People without facts often accept the idea that electric vehicles will suddenly create massive demand growth. That’s a story spun in this province by people aiming to justify BC Hydro’s long-term spending spree, despite 15 years of flat demand.
No one doubts that in coming decades, demand will grow, partly fueled by electric vehicles. But that growth will be more modest than claimed by BC Hydro’s agents. It could be easily met by conservation and efficiency programs, upgrades to existing facilities and creation of clean, non-destructive renewable sources.
BloombergNEF is a leading provider of primary research on clean energy. It says this about the future impact of vehicle on electrical utilities:
EVs add electricity demand, but not as much as you might think. By 2040 passenger EVs consume 1,290TWh, commercial EVs consume 389TWh, e-buses consume 216TWh and electric two-wheelers consume 69TWh. Combined, these add just 5.2% to global electricity demand. In many advanced economies, EVs prevent overall electricity demand from falling. Overall, the power market can comfortably integrate the additional demand.
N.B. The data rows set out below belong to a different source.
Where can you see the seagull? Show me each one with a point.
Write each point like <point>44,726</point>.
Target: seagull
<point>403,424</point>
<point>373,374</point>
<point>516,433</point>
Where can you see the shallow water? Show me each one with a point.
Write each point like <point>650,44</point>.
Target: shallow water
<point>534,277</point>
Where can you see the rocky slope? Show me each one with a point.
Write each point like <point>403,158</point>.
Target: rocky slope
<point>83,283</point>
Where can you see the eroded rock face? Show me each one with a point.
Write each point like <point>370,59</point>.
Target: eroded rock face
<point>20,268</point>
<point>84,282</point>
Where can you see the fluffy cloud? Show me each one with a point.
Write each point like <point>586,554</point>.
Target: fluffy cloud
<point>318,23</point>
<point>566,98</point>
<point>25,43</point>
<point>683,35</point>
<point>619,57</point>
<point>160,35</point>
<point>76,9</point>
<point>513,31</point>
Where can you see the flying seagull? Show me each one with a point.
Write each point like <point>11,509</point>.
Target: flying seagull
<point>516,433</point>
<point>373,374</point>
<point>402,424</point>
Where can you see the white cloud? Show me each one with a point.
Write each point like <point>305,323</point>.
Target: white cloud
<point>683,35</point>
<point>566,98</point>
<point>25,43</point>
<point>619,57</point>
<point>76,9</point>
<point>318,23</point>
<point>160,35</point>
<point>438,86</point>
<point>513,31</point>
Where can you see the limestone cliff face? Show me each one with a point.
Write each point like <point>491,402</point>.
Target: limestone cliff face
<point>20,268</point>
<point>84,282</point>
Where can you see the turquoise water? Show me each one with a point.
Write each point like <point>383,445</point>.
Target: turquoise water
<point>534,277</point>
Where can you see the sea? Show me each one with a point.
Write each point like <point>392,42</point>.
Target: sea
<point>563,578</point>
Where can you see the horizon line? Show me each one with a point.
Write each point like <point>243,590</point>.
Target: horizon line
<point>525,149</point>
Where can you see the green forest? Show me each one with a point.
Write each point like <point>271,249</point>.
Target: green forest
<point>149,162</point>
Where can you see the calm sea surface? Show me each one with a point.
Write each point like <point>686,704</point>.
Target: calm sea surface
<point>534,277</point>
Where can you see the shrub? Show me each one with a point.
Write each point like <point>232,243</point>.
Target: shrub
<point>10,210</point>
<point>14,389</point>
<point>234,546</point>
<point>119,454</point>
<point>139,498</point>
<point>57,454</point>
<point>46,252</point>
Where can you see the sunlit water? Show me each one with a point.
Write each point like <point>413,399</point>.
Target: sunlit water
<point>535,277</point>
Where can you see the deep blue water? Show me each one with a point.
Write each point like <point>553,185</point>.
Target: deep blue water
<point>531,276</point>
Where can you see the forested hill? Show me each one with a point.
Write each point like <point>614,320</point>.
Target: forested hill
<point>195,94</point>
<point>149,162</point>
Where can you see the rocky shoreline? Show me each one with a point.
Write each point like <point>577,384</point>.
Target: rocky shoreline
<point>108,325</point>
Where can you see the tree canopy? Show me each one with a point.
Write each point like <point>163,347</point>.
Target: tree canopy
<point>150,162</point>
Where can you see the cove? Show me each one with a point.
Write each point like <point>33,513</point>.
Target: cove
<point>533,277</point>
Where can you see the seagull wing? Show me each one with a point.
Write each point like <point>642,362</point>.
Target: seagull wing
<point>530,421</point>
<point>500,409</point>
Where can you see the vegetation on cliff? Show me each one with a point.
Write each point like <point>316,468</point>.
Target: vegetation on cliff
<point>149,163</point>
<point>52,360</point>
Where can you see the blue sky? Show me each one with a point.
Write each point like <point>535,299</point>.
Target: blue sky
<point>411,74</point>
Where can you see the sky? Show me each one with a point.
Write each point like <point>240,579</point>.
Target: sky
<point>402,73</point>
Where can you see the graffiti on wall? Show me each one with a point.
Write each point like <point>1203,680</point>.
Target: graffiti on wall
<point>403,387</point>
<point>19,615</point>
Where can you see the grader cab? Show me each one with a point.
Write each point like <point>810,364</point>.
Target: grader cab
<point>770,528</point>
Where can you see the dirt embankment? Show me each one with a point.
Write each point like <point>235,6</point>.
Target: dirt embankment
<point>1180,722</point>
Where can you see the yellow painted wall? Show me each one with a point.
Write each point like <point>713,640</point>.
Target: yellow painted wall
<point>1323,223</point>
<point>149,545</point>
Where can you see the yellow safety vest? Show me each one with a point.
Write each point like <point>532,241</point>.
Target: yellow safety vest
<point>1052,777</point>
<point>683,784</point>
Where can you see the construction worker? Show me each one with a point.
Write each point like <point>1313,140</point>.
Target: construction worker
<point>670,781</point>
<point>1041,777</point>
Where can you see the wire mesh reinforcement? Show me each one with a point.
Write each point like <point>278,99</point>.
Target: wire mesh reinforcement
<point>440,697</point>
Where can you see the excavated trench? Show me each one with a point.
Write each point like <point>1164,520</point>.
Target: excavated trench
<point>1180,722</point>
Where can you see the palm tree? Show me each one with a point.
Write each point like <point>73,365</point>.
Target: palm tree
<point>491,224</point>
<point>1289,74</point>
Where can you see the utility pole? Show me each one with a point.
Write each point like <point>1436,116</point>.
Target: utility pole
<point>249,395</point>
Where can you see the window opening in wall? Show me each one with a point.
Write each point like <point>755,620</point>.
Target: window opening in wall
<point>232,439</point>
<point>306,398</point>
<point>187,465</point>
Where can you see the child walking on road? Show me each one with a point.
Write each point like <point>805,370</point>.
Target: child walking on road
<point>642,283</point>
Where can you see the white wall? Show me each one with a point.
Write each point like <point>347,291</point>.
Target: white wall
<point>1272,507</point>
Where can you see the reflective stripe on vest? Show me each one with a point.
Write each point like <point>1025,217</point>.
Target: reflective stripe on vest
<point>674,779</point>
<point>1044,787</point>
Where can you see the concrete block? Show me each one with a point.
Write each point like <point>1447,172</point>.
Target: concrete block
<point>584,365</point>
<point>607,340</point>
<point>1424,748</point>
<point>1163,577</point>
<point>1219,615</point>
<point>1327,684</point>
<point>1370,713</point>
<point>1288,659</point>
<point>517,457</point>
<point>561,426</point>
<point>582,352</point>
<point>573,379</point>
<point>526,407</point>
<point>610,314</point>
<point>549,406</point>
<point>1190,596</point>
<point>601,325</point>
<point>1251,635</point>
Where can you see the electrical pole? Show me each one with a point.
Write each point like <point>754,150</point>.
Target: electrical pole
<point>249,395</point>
BC Hydro has been hiding its real financial results by accounting trickery, including excessive capitalization of expenses and cost deferrals using regulatory accounts. They treat the accumulated expense deferrals as assets. These are shown as positive items on the company’s balance sheet, but they have near-zero tangible value.
This is a game dictated by politicians but it cannot continue forever. The result will be substantial rate increases in the future.
In the 21st century, residential and business consumers facing rapidly rising electricity costs will seek alternatives. One will be solar power generated at home or business. Beam Solar is just one of many cleantech companies providing EV charging systems.
Site C proponents argued that power dispatchability was a critical factor that justified flooding more than 50 miles of the Peace River valley. But that, like other justifications put forward by dam builders, is a lie. In 2018 Europe, wind and solar met 42% of electrical needs.
Batteries for storing electricity are becoming more efficient and less costly. Forbes Magazine reports the price of batteries for a vehicle has fallen “from $2,500 a kilowatt-hour to $400 — and on its way to $100.”
I am reminded of being told in the mid 1970s that a one gigabyte computer hard drive would cost millions. Today, I can buy a tiny 256-gigabyte memory card priced at 20 cents for each GB. That sort of technological advance will affect energy markets because going forward, dealing with climate change must be humanity’s number one priority.
Unlike many commentators on energy, I don’t have a financial stake in the outcome. No one pays me to take a position. If the Horgan Government reverts to the promises they made prior to the 2017 election, I will gain what every other citizen of BC gains. Nothing more.